This plug-in performs various types of intensity projections along depth (for 3D data) or time (for timelapse data).
The principle of intensity projection is to project all slices (or time frames) of a sequence into a single 2D image. Each pixel of this final image is therefore a combination of all pixels with the same 2D coordinates in every projected image. The way theses pixel values are combined is determined by the selected algorithm.
5 projection algorithms are currently available, with a screenshot of what they produce on a sample (3D) data set (The brightness/contrast has been adjusted for purpose of demonstration, with the careful attempt of not saturating the final screenshot). Images used here are courtesy of Romain Thibeaux and Nancy Guillén (Institut Pasteur), and are not usable for reproduction without prior authorization.

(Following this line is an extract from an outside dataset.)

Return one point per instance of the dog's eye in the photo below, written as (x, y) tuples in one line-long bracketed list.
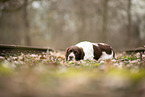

First, here is one slice of the original 3D dataset. You won't see much, as it's pretty thick. That's just what we need to try out the various projection algorithms.
- Maximum Intensity Projection (a.k.a. MIP):
Each final projected pixel contains the maximum value of all pixels of same 2D coordinates in the original data. This algorithm is highly popular in 3D data visualization, as it gives a nice 2D glimpse of a potentially large data set. Note however that this algorithm has several issues: a) on an otherwise dark background, a single bright pixel that is due to imaging artifacts may appear in the final projection while it may not correspond to relevant information; b) on saturated data sets, the projection becomes less relevant, as it ends up mostly... saturated!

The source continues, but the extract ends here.